Hit point hacking, continued

In a previous post, I talked about my love-hate relationship with HP mechanics. Here, I sketch a possible solution. It’s definitely a work-in-progress and definitely not as simple a modification as I originaly anticipated, but here it is anyway!

Before starting, I’ll just say that the term HP itself should probably be changed to something that does not convey the meaning of “health” or “capacity to withstand punishment”. We want a word that instinctively means “capacity/energy to dodge/deflect/parry attacks” or something like that. I don’t have a gret idea, so I’ll go with “Stamina Point (SP)” for now, since it’s often used in videogames to name the “energy” used to do act (Dark Souls 2, I’m thinking of you!) I’m open to suggestions!

The last problem I presented (any trying action should deplete SP, not only defending) is in my opinion the easiest to fix : make every trying actions “cost” SP. Numenera uses this idea (there is no HP, only pools of Might, Speed and Intellect points that you can use to fuel powers and lose when hit).

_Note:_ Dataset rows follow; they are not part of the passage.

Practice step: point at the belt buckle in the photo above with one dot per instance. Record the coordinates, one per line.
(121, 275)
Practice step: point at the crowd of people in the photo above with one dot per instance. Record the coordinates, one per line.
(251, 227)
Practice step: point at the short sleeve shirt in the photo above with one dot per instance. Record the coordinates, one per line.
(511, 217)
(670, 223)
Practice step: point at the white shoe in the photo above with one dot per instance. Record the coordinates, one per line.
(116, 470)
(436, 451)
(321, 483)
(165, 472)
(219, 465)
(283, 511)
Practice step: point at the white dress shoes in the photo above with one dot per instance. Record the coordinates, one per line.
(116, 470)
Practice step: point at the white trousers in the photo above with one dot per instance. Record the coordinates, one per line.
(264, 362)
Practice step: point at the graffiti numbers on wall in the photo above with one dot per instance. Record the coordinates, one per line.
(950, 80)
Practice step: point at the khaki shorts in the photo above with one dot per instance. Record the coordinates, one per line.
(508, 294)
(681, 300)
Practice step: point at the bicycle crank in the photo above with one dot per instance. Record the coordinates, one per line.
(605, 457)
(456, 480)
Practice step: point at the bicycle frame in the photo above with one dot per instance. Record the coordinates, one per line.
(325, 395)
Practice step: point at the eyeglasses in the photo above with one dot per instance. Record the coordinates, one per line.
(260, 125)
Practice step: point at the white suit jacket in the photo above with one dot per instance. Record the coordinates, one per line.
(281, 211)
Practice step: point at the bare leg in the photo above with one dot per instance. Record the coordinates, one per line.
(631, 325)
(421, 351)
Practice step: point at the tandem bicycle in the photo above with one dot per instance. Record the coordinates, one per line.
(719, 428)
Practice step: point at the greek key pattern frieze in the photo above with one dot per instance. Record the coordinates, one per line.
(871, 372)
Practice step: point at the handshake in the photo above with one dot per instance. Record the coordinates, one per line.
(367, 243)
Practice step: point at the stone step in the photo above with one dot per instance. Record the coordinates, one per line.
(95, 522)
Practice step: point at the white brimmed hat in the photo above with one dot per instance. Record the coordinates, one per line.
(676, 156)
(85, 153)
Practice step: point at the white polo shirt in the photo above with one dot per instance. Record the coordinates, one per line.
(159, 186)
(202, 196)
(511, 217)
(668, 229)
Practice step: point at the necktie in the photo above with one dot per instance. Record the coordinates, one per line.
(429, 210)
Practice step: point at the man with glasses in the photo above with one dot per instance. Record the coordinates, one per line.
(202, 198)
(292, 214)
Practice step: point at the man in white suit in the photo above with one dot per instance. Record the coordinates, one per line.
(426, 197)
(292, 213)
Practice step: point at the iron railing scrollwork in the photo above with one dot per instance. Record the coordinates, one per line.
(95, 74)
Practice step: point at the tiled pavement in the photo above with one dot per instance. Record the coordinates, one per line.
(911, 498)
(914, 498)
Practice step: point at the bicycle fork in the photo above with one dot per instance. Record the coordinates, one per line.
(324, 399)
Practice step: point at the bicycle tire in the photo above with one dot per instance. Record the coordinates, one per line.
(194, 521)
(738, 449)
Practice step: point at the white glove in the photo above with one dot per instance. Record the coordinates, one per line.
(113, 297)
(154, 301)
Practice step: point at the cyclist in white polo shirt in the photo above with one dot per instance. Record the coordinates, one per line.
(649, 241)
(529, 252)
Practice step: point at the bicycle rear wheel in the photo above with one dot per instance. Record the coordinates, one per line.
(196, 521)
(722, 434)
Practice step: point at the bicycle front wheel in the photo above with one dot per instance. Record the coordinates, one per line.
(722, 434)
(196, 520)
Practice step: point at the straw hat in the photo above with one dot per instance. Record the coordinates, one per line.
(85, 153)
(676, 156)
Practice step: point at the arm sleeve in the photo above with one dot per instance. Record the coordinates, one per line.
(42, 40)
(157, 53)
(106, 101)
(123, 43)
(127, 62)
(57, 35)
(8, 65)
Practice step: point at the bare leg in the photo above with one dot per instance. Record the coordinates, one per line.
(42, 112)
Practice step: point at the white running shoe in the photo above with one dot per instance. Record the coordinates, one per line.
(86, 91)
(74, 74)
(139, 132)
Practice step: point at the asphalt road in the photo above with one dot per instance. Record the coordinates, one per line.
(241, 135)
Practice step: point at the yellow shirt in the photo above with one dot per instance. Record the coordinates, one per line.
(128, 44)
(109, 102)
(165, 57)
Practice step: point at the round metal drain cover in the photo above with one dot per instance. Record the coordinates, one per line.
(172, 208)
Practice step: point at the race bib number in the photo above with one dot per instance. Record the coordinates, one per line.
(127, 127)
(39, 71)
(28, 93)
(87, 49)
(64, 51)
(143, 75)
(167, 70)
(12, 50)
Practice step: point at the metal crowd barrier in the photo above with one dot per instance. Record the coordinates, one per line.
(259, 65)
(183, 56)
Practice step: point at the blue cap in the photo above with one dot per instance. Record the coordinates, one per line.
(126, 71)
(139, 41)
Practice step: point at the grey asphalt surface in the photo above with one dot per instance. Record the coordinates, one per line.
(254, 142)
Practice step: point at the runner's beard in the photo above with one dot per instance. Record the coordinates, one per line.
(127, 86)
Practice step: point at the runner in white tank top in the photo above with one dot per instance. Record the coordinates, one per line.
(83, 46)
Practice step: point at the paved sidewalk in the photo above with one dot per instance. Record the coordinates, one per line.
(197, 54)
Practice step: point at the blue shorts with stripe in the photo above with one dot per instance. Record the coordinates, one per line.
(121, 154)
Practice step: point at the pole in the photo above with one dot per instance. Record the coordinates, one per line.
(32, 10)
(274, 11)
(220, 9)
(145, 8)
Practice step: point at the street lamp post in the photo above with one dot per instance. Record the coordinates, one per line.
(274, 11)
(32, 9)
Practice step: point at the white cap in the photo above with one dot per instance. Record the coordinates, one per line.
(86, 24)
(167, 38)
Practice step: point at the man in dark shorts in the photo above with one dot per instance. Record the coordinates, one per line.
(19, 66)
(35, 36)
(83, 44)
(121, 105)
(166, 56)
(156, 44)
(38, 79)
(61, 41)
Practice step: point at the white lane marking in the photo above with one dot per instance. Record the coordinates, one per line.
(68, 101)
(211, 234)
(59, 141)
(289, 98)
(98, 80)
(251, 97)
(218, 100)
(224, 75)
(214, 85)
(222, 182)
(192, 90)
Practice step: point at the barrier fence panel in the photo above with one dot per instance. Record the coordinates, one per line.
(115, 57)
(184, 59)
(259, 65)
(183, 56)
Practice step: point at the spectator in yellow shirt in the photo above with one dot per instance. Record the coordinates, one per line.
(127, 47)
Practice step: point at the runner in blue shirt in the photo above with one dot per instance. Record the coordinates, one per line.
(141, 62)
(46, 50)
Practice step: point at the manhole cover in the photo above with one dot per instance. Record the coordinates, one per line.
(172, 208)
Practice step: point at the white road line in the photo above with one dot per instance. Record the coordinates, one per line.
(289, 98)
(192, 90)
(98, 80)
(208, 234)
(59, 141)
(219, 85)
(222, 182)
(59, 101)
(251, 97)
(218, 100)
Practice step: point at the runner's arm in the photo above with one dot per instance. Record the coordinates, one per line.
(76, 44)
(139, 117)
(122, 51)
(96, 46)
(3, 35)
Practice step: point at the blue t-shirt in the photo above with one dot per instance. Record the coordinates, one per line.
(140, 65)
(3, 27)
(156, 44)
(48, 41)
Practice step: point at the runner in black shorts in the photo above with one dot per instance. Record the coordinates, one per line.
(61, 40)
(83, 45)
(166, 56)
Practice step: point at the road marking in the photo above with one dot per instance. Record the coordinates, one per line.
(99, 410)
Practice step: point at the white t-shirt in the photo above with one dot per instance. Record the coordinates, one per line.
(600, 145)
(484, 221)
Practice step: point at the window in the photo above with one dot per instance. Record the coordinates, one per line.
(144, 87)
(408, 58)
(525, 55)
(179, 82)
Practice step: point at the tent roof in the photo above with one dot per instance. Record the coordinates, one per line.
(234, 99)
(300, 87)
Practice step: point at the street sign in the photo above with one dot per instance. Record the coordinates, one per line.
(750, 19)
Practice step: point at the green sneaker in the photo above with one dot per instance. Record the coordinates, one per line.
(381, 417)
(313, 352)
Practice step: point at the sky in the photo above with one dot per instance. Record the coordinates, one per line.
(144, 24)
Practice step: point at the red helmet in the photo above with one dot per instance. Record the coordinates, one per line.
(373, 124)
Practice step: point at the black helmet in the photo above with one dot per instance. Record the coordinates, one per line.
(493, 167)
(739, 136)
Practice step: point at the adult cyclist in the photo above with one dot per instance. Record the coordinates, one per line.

The second problem I presented (dodging, evading and armor protection are represented by other mechanics, like AC in D&D) is a bit more complex to solve because it is more deeply rooted. In games like D&D (and most games), damaging opponents is a two-step process : first you need to know if your attack is successful (roll to hit), then if it is, you evaluate how successful it was (roll HP damage). So some defenses were incorporated in the first defense stat (in D&D, most defenses raise AC, making the character harder to hit) and others were incorporated in the second (in D&D, damage reduction and temporary HP do that). To use SP instead of HP, we need to reconsider how, exactly, all those defenses help (do they increase SP? do they lower the SP cost of some defensive actions?)

But more radically, we need to reconsider how to understand the “roll to hit”. With SP replacing HP, it cannot be “roll to determine if attack connects with target”, but more “roll to determine how hard this attack is to evade”. On the top of my head, poor rolls could reduce SP damage (easier to evade) and excellent roll could raise it (harder to evade), but other effects could be used (poor roll cost more SP to the attacker, for example.)

The first problem I identified (describing a success by describing a hit that mostly misses the target is counter-intuitive and anti-climactic at best, and at worse is fictionnally the same as a miss) is probably the hardest to deal with. I’m going to point out that with the reconsidered “to hit roll”, it’s not as important a problem : replacing a clear-cut distinction between sucessful and unsucessful attack with a continuum between least and most successful attack can live with all of them being fictionally more similar. One way to differentiate would be to describe the effort needed by the defender : a less successful attack is effortlessly sidesteped while a very successful one leave her off-balance for a second. Furthermore, by removing completely the idea that SP represents general health, it’s not as counter-intuitive as I thought it was. Well narrated, it does not have to be more anti-climactic than describing another solid hit that do not put the defender down, after all.

Still, none of that really tackles the problem. Maybe it’s not as much a problem as I first thought?

I’ll leave it like that today (a very anti-climactic conclusion, I’ll admit!), but food for thoughts (mine, at least!)